They are more than naked, the girls lined up side by side while nuns taunt them about the most intimate parts of their bodies. Charity and mercy are missing in this asylum for girls caught kissing boys, for being raped or in some cases, for simply being too pretty.

While the nuns throw their taunts like so many darts, some of the girls cry; some stare through their tormentors, numb to the mistreatment.

In Peter Mullan's shattering film from 2002, "The Magdalene Sisters," scene follows scene in which the nuns humiliate, abuse and otherwise deny the humanity of a sampling of the 30,000 girls believed to have been persecuted in these Irish asylums over a century.
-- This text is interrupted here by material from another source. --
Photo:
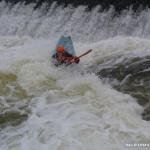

The last Magdalene Asylum closed in 1996.

These images of hopelessness emerged yet again as I read the recent report by an Irish commission on the sexual and physical abuse of tens of thousands of children in church-run residential schools over 60 years.

The report comes five years after a similar report of sexual abuse of children by priests in this country by the John Jay College of Criminal Justice.

Both reports rely on testimony by the children themselves, some of whom have kept their secrets for decades.

But the questions that linger are these: Are children still being abused by priests today, and will we see another wave of disclosures a generation from now? Answers are not easy to come by.

Jay Abramowitch is an attorney in Wyomissing who has, with fellow attorney at Leisawitz Heller, Ken Millman, represented 150 people who say they were abused by priests.

"I have no doubt," Abramowitch told me. "Children are still at risk."

He said that the cover-up in the Roman Catholic Church persists.

As for abusive priests, Abramowitch said, "They can't help themselves."

I also spoke with Juliann Bortz, director of the Allentown chapter of the Survivors Network of those Abused by Priests. I asked her if we know the abuse has ended.

"We don't," she said. "There are still a lot of people who don't believe it (the abuse) happened."

I was surprised to learn that, apparently, no parents or parent groups have insisted that they monitor their children while they were in the company of priests. Bortz and Abramowitch knew of none; neither did Matthew Kerr, a spokesman for the Allentown Diocese.

Has faith upended belief? Is Abramowitch right?

I again draw on Garry Wills, emeritus professor of history at Northwestern University (and a Catholic) and his excellent book, "Papal Sin: Structures of Deceit," to learn whether the abuse of children by Catholic priests is ongoing.

"Looking the other way is a deeply ingrained habit and necessity, a tactic of survival, for men whose lives are honeycombed with furtive acts," he writes. "It would be dangerous - in terms of scandal and lay disappointment, for those being observant themselves - to let light flood the shadowy underworld of secrecy and evasion and misrepresentation that is the priestly way of life."

The John Jay College report on abuse of children by priests in this country and the more recent government commission's report of similar horrors in Ireland shone a light briefly into that underworld.

As for my central question, Elie Wiesel might have the best answer.

At an appearance with President Barack Obama at the Buchenwald concentration camp, where his father died at the hands of the Nazis, Wiesel tried to answer a question his father might pose: "What has the world learned?"

"I am not so sure," Wiesel said, his words barely audible.

Wiesel has tirelessly reminded a world that we must not forget.

But who will urge us not to forget the eager and impressionable children beset by graceless priests who have abandoned their most basic charge, that of charity and mercy?